Message from the creator:

 

"With every positive response, I feel a little more comfortable being honest and being open. I want people to empathize with me. People coming to me and saying 'oh, I think I know what you felt like', empowers me to keep sharing my stories. I create that back and forth."

 

"Despite anxiety, illness and years of hiding my feelings, I pushed forward. I felt immense fulfillment watching people play my games. It felt like the only thing that helped me reconnect with the world after being sick, so I threw my life into it. I haven't stopped pushing myself ever since."

Stephen’s Sausage Roll

2016, Stephen Lavelle

Stephen’s Sausage Roll  is a minimalist puzzle game about grilling giant sausages by rolling them around each level. The premise and mechanics are very simple, but finding the solution can be challenging and sometimes frustratingly difficult. It does a whole lot with a little.

 

It’s interesting to wonder if the mechanics or the food theme came first, since they compliment each other so well. Without the grilling metaphor, would the concept of rolling each side of the (sausage) blocks onto the special (grill) tiles make any sense?

On the game’s progression:

 

[Braid and The Witness designer Jonathan Blow] told Polygon in an email that he finds Stephen's Sausage Roll to be "a very inventive game[,] and it keeps hitting you with surprises all the way through ... but the surprises aren't contrived, they spring naturally from the game as it has already been set up."

Granny Games - Margie

2017, Fring Frang Games

People memorialize their family members in many ways. Could video games serve as a memento of loved ones?

 

By creating four different games about my grandmothers, I hope to explore this question and discover ways of honouring elders through interactive media.

 

In the game on display, Margie offers the player some baked goods, commenting on the family baking traditions, as well as discusses some fresh veggies in the garden.

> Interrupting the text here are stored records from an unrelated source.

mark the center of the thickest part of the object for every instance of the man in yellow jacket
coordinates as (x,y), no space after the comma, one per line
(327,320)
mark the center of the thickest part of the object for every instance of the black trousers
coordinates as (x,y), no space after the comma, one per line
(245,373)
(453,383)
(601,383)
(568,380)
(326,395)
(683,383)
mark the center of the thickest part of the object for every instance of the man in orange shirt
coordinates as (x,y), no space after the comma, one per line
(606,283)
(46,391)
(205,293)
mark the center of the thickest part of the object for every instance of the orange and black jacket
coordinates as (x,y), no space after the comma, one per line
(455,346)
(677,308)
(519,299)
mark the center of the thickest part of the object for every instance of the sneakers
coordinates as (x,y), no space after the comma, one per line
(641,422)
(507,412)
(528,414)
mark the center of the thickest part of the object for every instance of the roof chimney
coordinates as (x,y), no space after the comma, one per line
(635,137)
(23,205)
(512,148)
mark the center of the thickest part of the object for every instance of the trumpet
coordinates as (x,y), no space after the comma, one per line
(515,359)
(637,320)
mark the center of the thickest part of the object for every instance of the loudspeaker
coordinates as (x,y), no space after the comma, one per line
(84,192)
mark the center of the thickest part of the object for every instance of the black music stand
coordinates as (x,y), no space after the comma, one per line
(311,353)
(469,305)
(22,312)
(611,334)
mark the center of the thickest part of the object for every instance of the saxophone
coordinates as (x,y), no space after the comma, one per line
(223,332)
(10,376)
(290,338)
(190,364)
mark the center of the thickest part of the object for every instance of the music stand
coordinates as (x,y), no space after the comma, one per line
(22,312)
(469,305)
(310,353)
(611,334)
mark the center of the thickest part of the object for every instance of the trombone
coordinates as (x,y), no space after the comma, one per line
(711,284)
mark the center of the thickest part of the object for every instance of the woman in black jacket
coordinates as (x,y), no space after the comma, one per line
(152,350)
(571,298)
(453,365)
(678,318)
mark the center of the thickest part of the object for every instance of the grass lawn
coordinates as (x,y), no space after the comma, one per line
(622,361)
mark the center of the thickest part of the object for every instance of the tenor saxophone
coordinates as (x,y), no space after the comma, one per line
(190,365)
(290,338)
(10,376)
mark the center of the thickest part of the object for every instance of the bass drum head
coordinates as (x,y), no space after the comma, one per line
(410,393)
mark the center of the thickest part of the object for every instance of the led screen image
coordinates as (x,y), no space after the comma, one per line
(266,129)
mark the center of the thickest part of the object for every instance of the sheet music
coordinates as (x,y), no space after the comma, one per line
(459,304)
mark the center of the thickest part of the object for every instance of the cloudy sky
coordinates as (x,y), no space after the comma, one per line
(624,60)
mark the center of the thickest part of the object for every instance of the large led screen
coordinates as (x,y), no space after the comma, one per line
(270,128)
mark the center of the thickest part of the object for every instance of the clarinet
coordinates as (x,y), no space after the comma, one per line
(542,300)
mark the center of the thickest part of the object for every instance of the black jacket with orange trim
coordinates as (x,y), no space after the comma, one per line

Created during my time as artist in residence at the University of New Brunswick.

McDonald’s video game

2006, Molleindustria

McDonald’s video game offers a very critical look at the operations of the fast food giant.

 

At their core, games are a set of rules that form an interactive system. In this case, the systems represent practices by the McDonald’s company during a certain period.

 

The goal of McDonald’s video game is to put players in control of the operations and decisions of the company to expose their questionable business practices. It’s a highly political game that harnesses the interactive format to convey its message.

Description from the creators:

“Making money in a corporation like McDonald's is not simple at all! Behind every sandwich there is a complex process you must learn to manage: from the creation of pastures to the slaughter, from the restaurant management to the branding. You'll discover all the dirty secrets that made us one of the biggest company of the world.”

Overcooked! 2

2018, Ghost Town Games

Overcooked! is a game series where players work together with friends to prepare food dishes in the chaos of different kitchens. The food theme plays a very important role in these games, as it is the primary metaphor for the mechanics. Have fun and remember to communicate well while trying to prepare dishes as fast as possible!

 

Description from the creators:

 

Overcooked 2 is a chaotic co-op cooking game for 1-4 players in which you must serve a variety of recipes including sushi, pasta, cakes, burgers and burritos to hungry customers in a series of unconventional kitchens. Whether it be a hot air balloon, a magical Wizard’s school or even another planet, you’ll have to be bready for anything. Work solo or with up to three friends to prep orders while overcoming obstacles such as fire, collapsing floors, overbearing waiters and of course, the classic kitchen problem of floating work surfaces.